Committee: Ambuj K. Singh (chair), Francesco Bullo, John R. Gilbert, Xifeng Yan
Abstract: Dynamic network processes occur in many areas of human life. Information spread in social networks, collaboration dynamics in organizational networks, heat diffusion in a material networks, traffic jam propagation in road networks, and distributed synchronization in robotic networks are just a few examples. The studies of network processes subdivide into three areas: analysis of the process through the data produced by it, design of mathematical models based on the knowledge about the process' domain, and design of control mechanism that guide the network process towards the desired evolution pattern. My work targets design of methods to advance the knowledge frontier in each of these areas.
In the first part of the talk, I will review my work on the analysis of polar opinion dynamics in social networks. I will highlight the Social Network Distance (SND)---a distance measure that quantifies the amount of change happening between two time points in a large social network with respect to an opinion dynamics model defining the likely opinion propagation scenarios. I will show how to design such distance measure using Earth Mover's Distance based upon the classical transportation problem, compute it in linear time, and use it for anomaly detection and user opinion prediction applications.

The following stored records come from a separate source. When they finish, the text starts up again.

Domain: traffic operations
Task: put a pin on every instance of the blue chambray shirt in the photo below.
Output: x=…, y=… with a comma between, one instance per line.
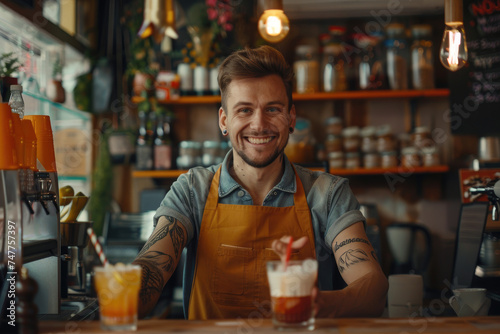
x=332, y=204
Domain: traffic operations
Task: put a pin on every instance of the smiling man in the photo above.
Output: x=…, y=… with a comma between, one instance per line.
x=236, y=216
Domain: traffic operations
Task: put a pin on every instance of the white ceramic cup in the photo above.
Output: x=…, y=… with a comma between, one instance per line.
x=405, y=296
x=468, y=302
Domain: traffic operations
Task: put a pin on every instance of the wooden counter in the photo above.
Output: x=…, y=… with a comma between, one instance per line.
x=427, y=325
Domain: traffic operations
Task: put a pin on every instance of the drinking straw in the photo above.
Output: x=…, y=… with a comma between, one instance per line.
x=97, y=246
x=288, y=253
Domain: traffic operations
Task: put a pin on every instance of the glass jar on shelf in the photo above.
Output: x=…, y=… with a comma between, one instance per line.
x=430, y=156
x=352, y=160
x=334, y=65
x=410, y=157
x=333, y=143
x=371, y=68
x=388, y=159
x=336, y=159
x=306, y=68
x=351, y=139
x=422, y=60
x=397, y=56
x=334, y=126
x=368, y=139
x=371, y=160
x=385, y=139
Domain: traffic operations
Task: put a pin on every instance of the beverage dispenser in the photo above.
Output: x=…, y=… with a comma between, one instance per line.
x=29, y=203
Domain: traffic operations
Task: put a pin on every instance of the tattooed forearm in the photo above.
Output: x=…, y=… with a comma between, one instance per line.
x=151, y=282
x=352, y=256
x=160, y=259
x=176, y=234
x=173, y=229
x=348, y=241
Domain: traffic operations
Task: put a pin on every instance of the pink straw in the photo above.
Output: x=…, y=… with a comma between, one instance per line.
x=97, y=246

In the second part of the talk, I will focus on the modeling of polar opinion dynamics, and describe a non-linear DeGroot-type model for polar opinion dynamics, that captures the opinion formation process' dependence upon the opinion itself (e.g., neutral persons easily change their opinions, while polarized users are more resilient to persuasion). For this model, I will review its connection to psychological theories, as well as the use of non-smooth Lyapunov functions and LaSalle's Theorem for the theoretical analysis of its asymptotic behavior.

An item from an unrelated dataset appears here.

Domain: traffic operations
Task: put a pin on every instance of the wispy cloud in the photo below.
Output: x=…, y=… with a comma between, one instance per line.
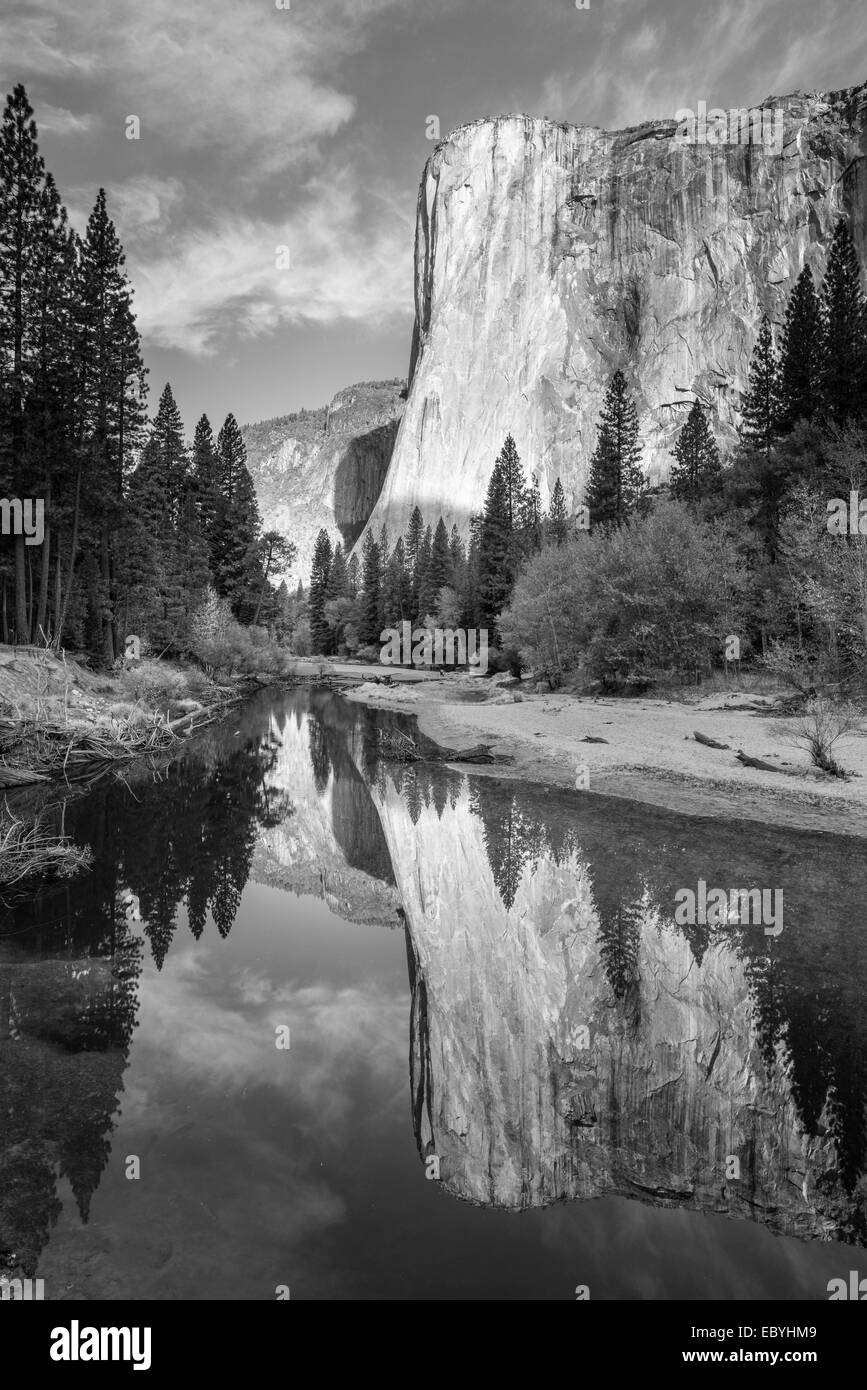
x=206, y=284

In the third part of the talk, I will discuss my results on the problem of social control. The existing socio-psychological opinion dynamics models expose the tools through which businesses can influence the opinion distribution of a social network's users. For example, "the adversary" can change the opinions of a limited number of users in the network, causing a cascading shift of the opinion distribution. Clearly, such controllability of opinion distribution may be potentially harmful for the society, and needs to be countered using legitimate tools available to the social network. One such tool is link recommendation. I will describe a link recommendation mechanism that disables external attacks upon the user opinion distribution in the network. While the underlying optimization problem is NP-hard, I will provide a heuristic, drawing upon the theory of Markov chains, that solves the problem approximately, is computable in pseudo-linear time, and performs well in experiments.